All bed bugs were starved for 7–10 days prior to feeding or topical application assays. We used adult males because they were more readily obtained and their physiological state is relatively independent of reproductive cycles. In comparison, we also tested first instar nymphs because they are much smaller and therefore take a much smaller blood meal.

2.2 Measurement of blood meal volume

Starved adult male bed bugs (5 males per replicate, 5 replicates, total n=25) and first instar nymphs (10 per replicate, 5 replicates, total n=50) were placed into 4 mL glass vials and weighed prior to feeding. They were allowed to feed for 10 min on defibrinated rabbit blood. Only fully fed individuals (determined visually) (Fig. 1D) were then reweighed and the mass gain per individual was adjusted by the number of individuals that fed. We converted mass to blood volume without making any corrections for the specific gravity of blood. However, assuming a specific gravity of blood of 1.0506 at 37°C,46 our volumetric estimates may be inflated by ∼5%.

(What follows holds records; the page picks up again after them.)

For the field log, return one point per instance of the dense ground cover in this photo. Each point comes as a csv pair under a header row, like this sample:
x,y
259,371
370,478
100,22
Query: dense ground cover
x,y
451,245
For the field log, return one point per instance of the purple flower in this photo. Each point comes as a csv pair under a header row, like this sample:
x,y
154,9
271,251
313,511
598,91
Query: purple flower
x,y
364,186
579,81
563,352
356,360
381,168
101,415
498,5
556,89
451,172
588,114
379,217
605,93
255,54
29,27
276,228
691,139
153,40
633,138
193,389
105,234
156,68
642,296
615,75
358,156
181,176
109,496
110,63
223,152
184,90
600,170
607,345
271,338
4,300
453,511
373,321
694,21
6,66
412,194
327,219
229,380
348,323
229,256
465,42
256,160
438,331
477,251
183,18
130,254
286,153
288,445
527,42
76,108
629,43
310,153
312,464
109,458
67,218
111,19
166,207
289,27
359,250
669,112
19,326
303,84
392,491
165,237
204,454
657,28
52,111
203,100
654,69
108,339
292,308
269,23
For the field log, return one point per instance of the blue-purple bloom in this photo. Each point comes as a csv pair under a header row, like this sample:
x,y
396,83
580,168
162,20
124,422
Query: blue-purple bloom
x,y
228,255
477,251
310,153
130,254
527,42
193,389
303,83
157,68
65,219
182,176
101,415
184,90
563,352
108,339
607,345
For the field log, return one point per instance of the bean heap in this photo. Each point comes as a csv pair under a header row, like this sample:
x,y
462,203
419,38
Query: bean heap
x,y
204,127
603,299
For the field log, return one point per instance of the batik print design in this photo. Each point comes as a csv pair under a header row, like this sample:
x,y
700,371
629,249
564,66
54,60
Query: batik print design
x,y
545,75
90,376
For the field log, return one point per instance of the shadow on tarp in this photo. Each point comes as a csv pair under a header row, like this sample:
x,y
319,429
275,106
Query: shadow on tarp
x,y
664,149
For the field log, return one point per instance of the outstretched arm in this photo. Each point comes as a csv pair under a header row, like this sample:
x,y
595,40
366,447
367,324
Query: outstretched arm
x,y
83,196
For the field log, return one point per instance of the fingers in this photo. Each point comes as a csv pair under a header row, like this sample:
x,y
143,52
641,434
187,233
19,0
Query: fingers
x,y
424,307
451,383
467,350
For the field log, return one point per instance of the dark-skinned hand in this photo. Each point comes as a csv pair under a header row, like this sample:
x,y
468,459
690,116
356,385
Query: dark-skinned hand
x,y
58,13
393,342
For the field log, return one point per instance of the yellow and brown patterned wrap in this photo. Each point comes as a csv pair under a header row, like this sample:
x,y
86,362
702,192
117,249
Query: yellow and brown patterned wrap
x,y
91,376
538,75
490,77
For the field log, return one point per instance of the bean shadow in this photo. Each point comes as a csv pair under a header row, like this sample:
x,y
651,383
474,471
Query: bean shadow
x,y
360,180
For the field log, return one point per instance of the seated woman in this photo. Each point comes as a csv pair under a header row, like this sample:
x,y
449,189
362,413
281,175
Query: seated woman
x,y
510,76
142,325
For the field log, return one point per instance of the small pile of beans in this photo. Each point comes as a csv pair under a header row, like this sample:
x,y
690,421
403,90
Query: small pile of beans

2.3 In vitro feeding assays

2.3.1 Dimethyl sulfoxide (DMSO) dose response

DMSO was used as the vehicle for all insecticides. Various amounts of DMSO were added to defibrinated rabbit blood to obtain final concentrations of DMSO of 0% (blood only), 0.25%, 0.5%, 0.75% and 1%. Only adult males were used in this assay. We used 3 replicates of 10 males for each concentration of DMSO. Each replicate was placed in a 4 mL glass vial with a strip of Manila folder (clinging substrate) that reached the top of the vial to facilitate feeding.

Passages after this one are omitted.